The image processing system or subsystem 112 includes a processor 120 and a memory 122 that includes one or more image processing components such as a depth estimator 110. In one aspect, the depth estimator 110 includes a trinocular matching component 126 that uses a known projector pattern 106 as well as an image to estimate depth data. The one or more depth maps 128 may be acquired via the depth estimator 110 as described herein.

1 also illustrates a similar device suitable for interacting with an application, or with a depth map, etc., for example, a computer program, a keyboard, a game controller, a display, a pointing device, a speech recognition microphone, An interface 132 to an image processing system or subsystem 118 for connection is also shown.

FIG. 4 is a generalized flow diagram illustrating exemplary steps of an overall process, including a single calibration process at step 400, such as at the time of manufacture of the device. (Calibration may be repeated by the device owner or by sending the device for service, such as when drifting occurs due to shipping, heating, or other environmental factors.)

Exemplary steps used in depth map generation are described in more detail below and generally include a dot detection process for locating and storing the position of the dots captured by the camera as shown in step 402 (and with reference to FIG. 7) . The data representing the dots captured by the camera are generally matched against the data representing the known projection dots, as shown in step 404 (and with reference to Figures 9 and 10).

After matching, some post-processing may generally be performed at step 406 to eliminate anomalies. In step 408, interpolation is performed on pixels that do not have a direct dot-based estimated depth value, e.g., to determine depth values for pixels between dots. The interpolation is based not only on the confidence scores of adjacent pixels with direct dot-based estimated depth values, but also on edge detection such as whether the depth is likely to change from pixel to pixel - since the pixel may cross the edge of the foreground object It can also be based on other technologies.

After filling the pixel depth values required to complete the depth map with interpolation, the depth map is output in step 410. This process continues until the frame of the depth map is no longer needed, e.g., until the device is turned off, until the desired application is closed, the mode is changed, or the like, Lt; / RTI > at the appropriate frame rate.

With respect to dot detection, dots generally have a soft circular symmetry profile, such as a Gaussian circle or a blurred circle (the exact shape is not really important). In an infrared image, each pixel illuminated by at least a portion of the dot has an associated intensity value. In one or more embodiments, each input image is blurred, e.g., a 1-2-1 filter is used for each pixel (as is known in image processing) to reduce noise.

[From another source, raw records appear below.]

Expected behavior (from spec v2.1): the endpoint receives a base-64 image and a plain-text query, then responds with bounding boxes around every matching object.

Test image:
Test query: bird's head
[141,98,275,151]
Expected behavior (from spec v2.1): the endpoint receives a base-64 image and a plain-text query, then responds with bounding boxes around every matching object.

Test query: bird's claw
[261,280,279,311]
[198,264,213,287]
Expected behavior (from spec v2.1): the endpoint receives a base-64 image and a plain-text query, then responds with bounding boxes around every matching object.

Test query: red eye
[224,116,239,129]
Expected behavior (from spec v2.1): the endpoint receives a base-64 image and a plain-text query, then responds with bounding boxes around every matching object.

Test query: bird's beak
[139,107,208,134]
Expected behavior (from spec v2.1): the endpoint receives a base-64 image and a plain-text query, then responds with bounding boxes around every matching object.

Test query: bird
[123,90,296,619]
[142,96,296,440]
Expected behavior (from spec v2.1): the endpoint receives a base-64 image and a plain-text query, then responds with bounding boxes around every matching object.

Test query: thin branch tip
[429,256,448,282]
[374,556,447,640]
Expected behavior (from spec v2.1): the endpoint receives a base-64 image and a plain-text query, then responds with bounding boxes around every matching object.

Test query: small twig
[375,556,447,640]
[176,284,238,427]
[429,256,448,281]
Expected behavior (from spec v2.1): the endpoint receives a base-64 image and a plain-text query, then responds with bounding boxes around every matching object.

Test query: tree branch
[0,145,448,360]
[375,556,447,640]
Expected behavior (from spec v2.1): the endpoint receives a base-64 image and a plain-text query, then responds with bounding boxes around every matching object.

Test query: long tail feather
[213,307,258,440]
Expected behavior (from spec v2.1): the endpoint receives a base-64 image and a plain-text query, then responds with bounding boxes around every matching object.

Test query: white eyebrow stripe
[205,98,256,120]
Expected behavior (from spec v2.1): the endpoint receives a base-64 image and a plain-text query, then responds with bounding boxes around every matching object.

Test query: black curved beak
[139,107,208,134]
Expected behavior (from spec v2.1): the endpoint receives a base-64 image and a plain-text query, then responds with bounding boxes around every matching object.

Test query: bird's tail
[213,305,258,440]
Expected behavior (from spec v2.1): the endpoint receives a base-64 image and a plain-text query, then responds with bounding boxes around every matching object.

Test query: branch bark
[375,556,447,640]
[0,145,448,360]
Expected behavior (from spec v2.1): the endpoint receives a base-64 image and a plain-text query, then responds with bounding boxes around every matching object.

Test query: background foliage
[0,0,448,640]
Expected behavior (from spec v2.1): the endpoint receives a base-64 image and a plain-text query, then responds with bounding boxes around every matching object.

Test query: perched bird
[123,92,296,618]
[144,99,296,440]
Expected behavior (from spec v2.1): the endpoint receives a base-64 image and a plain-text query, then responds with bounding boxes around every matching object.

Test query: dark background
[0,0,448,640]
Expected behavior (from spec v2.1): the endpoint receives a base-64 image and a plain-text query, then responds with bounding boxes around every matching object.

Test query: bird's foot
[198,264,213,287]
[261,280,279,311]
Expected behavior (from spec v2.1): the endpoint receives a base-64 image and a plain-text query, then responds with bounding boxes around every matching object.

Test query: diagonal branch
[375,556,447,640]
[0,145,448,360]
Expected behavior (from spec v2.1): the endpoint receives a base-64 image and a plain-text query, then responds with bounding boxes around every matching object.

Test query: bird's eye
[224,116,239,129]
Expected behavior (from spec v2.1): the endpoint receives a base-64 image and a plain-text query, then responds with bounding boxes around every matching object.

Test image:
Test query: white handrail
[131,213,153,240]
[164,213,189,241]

The next operation is to compare each pixel within the sxs area to determine the maximum value of the sxs max filter for the image (to find the maximum intensity value at each window position) sxs window, also well known in the field of image processing). The appropriate value for s is 5.

For each such local maximum point, a horizontal and vertical three-point parabolic fit to its intensity is used to find the subpixel peak position and the maximum (e.g., interpolated) value at that location (i.e., (As indicated by the square of the partial image 550 of Figure 5), the characteristic for this dot pattern is the dot peak intensity < RTI ID = 0.0 > 5, the X-shaped cross in the finer grid figure 550 represents the estimated dot center, and the pixels are represented by dotted lines Each estimated center corresponds to a subpixel. The center of some additional dots outside the example grid is also shown (e.g. , The grid can be part of a larger image).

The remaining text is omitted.